Boris Charmatz, né le 3 janvier 1973 à Chambéry a commencé la danse dans sa ville natale, dès l’âge de sept ans, par des cours de danse classique et folklorique avec Gérard et Suzanne Vannier. Il étudie également le violon et ses parents l’initient à de nombreuses formes artistiques (théâtre, cinéma, arts plastiques) tandis qu’il découvre les spectacles de Cunningham, Gallotta et Bagouet.
Il a douze ans quand Jean-Luc Chirpaz, son professeur de danse, le repère et l’encourage à poursuivre ses études de danse et de violon au conservatoire de Grenoble. En 1986, il intègre l'école de l'Opéra de Paris. C’est là qu’il rencontre Dimitri Chamblas qui sera son futur complice de danse et de chorégraphie. Durant sa troisième année d'étude, il suit les cours de danse moderne et ceux du GRCOP (Groupe de Recherche de l’Opéra de Paris) que dirige alors Jacques Garnier et participe à des stages avec la Compagnie Bagouet et avec Robert Kovich.

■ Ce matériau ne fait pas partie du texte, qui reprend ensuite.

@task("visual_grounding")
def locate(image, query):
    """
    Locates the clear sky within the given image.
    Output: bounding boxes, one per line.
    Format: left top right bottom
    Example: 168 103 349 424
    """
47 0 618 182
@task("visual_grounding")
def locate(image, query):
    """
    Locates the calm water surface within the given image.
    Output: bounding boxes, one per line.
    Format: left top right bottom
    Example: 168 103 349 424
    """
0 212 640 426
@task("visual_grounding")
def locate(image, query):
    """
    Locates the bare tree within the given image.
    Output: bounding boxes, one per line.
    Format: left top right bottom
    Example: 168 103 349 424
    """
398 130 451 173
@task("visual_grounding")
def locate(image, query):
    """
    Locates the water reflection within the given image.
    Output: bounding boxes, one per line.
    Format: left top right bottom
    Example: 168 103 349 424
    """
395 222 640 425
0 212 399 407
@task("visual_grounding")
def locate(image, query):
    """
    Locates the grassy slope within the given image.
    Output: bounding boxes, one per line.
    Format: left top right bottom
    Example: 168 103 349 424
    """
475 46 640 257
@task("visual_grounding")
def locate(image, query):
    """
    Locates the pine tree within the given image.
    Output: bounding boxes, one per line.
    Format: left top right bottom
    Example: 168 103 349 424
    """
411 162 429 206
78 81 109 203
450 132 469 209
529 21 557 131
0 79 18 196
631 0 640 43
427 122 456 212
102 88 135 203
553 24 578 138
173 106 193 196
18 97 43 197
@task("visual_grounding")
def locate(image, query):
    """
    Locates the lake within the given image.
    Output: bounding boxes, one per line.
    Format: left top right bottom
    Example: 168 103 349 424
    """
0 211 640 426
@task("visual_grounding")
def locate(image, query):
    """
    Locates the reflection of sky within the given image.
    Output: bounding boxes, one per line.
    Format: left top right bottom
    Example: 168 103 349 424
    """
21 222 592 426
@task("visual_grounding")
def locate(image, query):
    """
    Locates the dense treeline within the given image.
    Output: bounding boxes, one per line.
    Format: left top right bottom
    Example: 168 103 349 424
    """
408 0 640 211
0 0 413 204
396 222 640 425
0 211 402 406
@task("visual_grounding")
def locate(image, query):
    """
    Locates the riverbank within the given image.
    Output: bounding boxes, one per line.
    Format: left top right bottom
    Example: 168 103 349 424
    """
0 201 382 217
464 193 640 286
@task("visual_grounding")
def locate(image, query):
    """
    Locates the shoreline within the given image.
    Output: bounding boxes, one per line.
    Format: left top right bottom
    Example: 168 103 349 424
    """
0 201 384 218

En 1989, rompant avec ce parcours tout tracé, il quitte l'Opéra, se présente aux concours des CNSMD de Lyon et de Paris, est admis dans les deux et opte pour Lyon. En 1990, Régine Chopinot vient monter Eté 90 avec les étudiants et l'engage sur le champ, pour Ana (1990) et Saint-Georges (1991). Il obtient son bac littéraire par correspondance (1990) et devient un interprète majeur de la danse contemporaine.
Un interprète hors pair
En septembre 1992 il commence à travailler avec Odile Duboc au CCN de Belfort. Il danse dans Sept jours, sept villes (1992) et interprète le fameux Projet de la matière (1993) puis Pour mémoire (1993) et Brins d'histoire (1995). En 1996, dans Trois boléros, son duo avec Emmanuelle Huynh qui en constitue le second mouvement marque les mémoires.

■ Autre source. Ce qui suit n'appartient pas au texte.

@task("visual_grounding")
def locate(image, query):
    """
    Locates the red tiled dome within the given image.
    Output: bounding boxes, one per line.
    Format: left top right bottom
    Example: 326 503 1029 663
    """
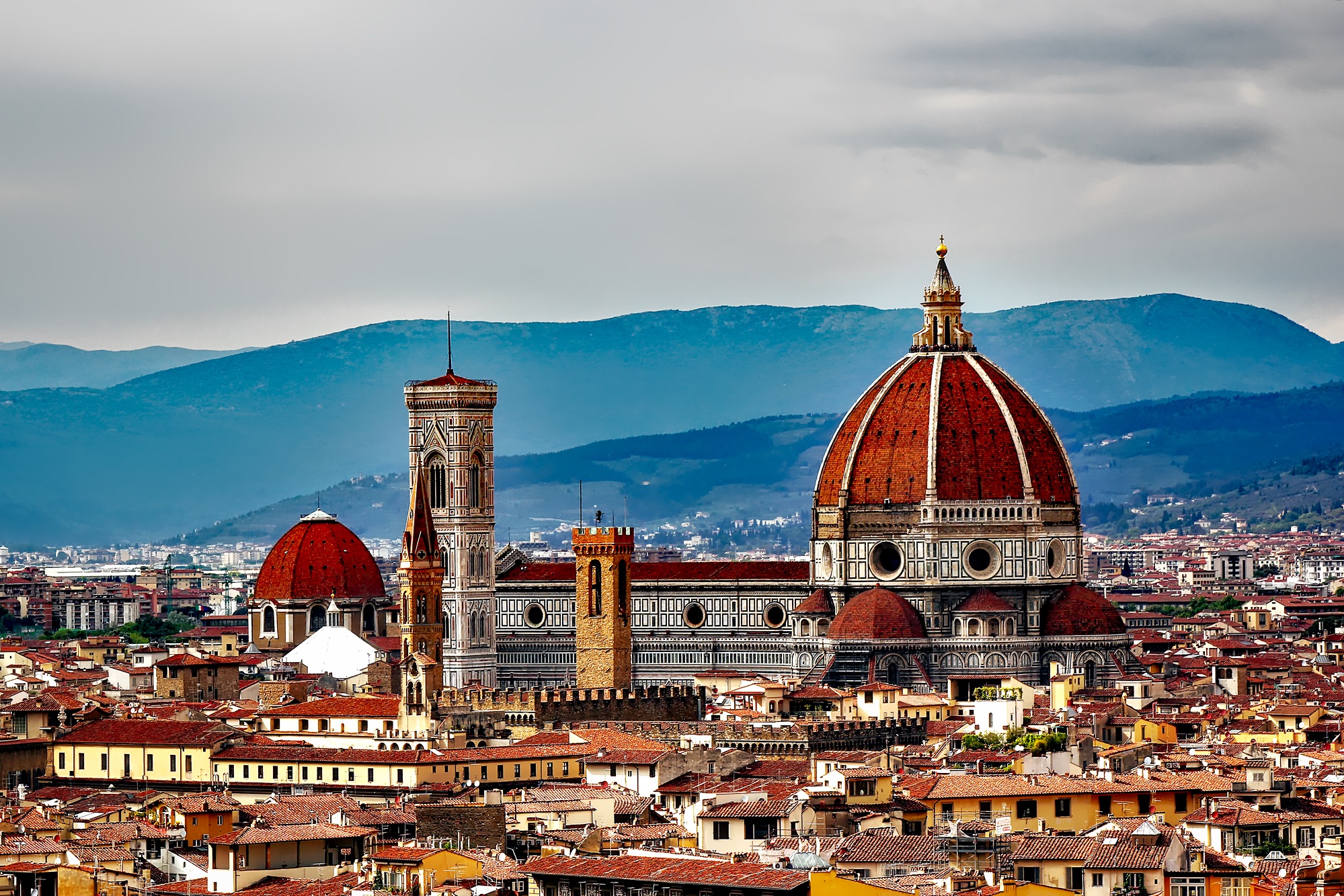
826 588 924 641
817 352 1076 505
1040 584 1128 637
254 510 383 600
953 588 1017 612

Mais il est déjà parti vers de nouvelles aventures. En 1992, il a fondé l'association Edna avec Dimitri. Dans leur première création À bras le corps (1993), ils évoluent au centre d'un quadrilatère de bancs sur lesquels le public s'installe. La pièce fait date pour son engagement et le culot de la proposition. À eux deux, ils chorégraphient ensuite Les Disparates (1994), solo où Boris se mesure à une sculpture de Tony Grand.
Consécration chorégraphique
En février 1996, Aatt Enen Tionon, trio superposé (puisque chacun des trois danseurs à demi-vêtus occupe l’étage d’une tour d’échafaudage) crée l'événement. Première chorégraphie personnelle, et prix d'auteur des Rencontres de Seine Saint-Denis… En 1997, Herses, une lente introduction, témoigne de son intérêt pour les recherches nées de la Contact Improvisation et des théories basées sur les notions de pesanteur.
Cette recherche débouche, en 2003-2004, sur une résidence d’auteur au Centre national de la danse de Pantin où il organise Bocal manière de formation nomade atypique témoignant de son intérêt pour la question de la formation.
Depuis 2008, il dirige le Centre Chorégraphique National de Rennes où il développe un projet qui sous le nom de Musée de la Danse a accueilli des propositions comme Expo zéro, Héliogravure, ou Rebutoh, toutes manières singulières et assez décalées de revisiter l’histoire chorégraphique.
Il est l’artiste associé du festival d’Avignon 2011.